Certains partis politiques ont appuyé récemment l’idée de donner au Québec sa propre Constitution. L’idée fait également son chemin dans les textes et prises de position de différents intervenants. Encore faut-il savoir de quelle Constitution il s’agit, puisqu’il existe au moins trois possibilités.
L’approche minimaliste
La première consiste en une codification de règles de droit existantes, qu’on retrouve par exemple dans la Charte de la langue française, la Charte des droits et libertés et quelques autres lois du Québec. L’Assemblée nationale conférerait une valeur prépondérante à ces dispositions, eu égard aux autres lois du Québec.
Cette approche minimaliste reposerait sur une vision statique de la légalité canadienne. Son principal intérêt serait symbolique. Elle aurait pour effet de confirmer le statut actuel du Québec « within the four corners of the Canadian Constitution ». Elle ne découlerait ni d’une nécessité juridique, ni d’une volonté de faire évoluer ce statut.

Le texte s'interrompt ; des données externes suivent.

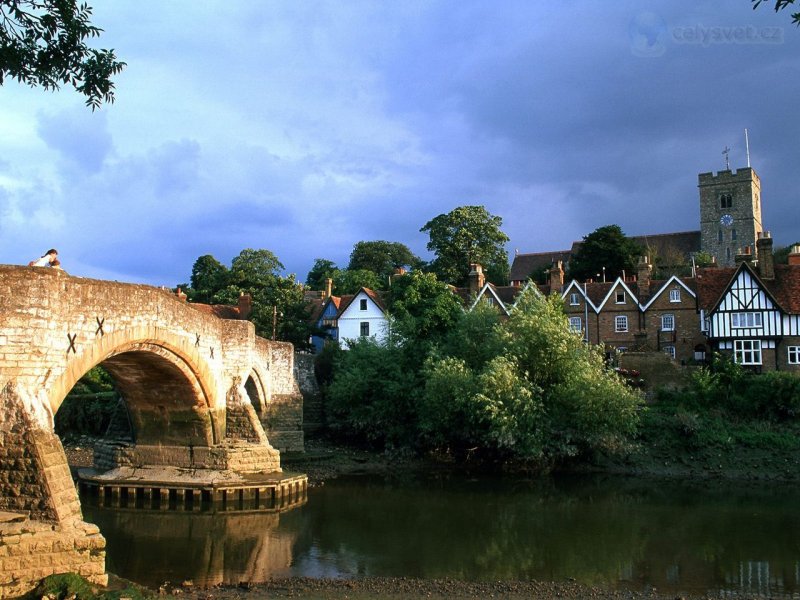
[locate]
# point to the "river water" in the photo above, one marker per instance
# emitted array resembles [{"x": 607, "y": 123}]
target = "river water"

La Constitution provisoire du Québec souverain
A l’autre extrême se situe le projet de Constitution provisoire du Québec souverain. Différentes versions d’un tel texte existent dans certains tiroirs. Il s’agit d’un projet appelé à être rendu public et adopté par l’Assemblée nationale à l’occasion d’un référendum sur la souveraineté, et destiné à entrer en vigueur pour une période limitée lors du passage à la souveraineté.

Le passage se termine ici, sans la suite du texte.